You are tired of waiting for love,
like a landmine that lies in the forest since WWII
is tired of rusting for decades in the damp soil,
under thick grass,
and waits for someone's steps;
you wait for his steps.
Pushing yourself with your bare foot, off the apple-tree trunk,
you swing the whole sky – the carcass of the blue bull on the spit of sunlight,
and the shadows of leaves work spells above your face,
like kids pretending to be sorcerers, harrypotters, wizards -
the reticulate magic of silence and
the ticking bomb of your gray eyes…
(Translated from Russian by Sergey Gerasimov)
A swallow that makes spring
Jernail Anand is Professor Emeritus at The European institute of Roma Studies and Research, Belgrade. Dr Anand has authored 120 books of poetry, fiction, non-fiction, spirituality and philosophy and is the innovator of the theory of Biotext.

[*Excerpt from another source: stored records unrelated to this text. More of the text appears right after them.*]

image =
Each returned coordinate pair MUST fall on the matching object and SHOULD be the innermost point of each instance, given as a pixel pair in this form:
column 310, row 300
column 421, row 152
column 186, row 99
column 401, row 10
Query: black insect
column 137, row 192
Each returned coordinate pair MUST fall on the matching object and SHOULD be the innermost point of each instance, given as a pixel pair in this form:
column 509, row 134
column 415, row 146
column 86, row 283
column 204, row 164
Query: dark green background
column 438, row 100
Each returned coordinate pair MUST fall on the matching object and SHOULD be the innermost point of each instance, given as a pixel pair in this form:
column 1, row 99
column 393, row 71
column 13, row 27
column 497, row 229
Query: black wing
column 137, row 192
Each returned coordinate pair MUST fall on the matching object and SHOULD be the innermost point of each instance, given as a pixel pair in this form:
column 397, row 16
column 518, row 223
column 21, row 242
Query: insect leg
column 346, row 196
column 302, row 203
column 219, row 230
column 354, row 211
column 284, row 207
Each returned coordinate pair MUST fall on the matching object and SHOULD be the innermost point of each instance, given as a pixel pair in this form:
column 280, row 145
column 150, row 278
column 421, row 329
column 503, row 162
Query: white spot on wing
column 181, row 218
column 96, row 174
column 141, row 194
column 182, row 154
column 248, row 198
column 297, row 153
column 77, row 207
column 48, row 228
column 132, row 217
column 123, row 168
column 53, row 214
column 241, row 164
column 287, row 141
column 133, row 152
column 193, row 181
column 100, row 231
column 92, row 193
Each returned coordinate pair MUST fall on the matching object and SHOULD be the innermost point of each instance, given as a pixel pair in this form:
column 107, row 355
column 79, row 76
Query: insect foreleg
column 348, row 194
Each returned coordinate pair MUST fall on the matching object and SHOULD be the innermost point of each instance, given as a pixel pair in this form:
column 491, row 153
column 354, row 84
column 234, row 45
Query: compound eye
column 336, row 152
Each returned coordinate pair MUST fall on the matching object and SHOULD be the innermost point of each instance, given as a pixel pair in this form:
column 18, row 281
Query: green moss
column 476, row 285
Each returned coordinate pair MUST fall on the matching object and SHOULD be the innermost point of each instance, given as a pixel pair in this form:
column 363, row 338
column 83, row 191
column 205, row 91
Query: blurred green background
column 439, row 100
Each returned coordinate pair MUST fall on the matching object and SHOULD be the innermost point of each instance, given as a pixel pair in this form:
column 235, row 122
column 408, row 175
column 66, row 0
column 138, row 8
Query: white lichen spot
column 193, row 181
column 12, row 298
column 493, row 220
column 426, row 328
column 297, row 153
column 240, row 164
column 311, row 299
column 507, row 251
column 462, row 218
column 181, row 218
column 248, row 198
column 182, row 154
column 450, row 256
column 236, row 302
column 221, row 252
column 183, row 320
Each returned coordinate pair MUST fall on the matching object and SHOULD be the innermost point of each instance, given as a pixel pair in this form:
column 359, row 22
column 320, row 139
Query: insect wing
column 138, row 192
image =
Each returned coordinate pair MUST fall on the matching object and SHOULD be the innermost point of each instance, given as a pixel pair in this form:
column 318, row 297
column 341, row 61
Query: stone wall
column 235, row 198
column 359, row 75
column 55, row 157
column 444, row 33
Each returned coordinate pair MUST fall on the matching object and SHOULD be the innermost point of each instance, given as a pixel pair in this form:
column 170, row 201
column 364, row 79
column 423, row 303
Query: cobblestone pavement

Between Love and Hate strides the whole world and our actions and thoughts too
have no other quality than being on this or that side of the divide.
Love when practised with passion takes me towards the abode of God turning this world into Eden and brings me close to my all time love Eve leaving no other passion worthy and worth the pains and pangs of a lifetime.
Hate when practised with passion takes me into the heart of the Pandemonium where Satan once addressed the fallen angels and I see myself losing my humanity and turning a monster, a killer, a gangster, a politician with a hundred masks on my face.
O Gods! vaccinate me against hatred and inject me with a lethal dose of hope, love, and compassion, so that I firmly remain one among the holy swarm of swallows whose arrival makes Spring.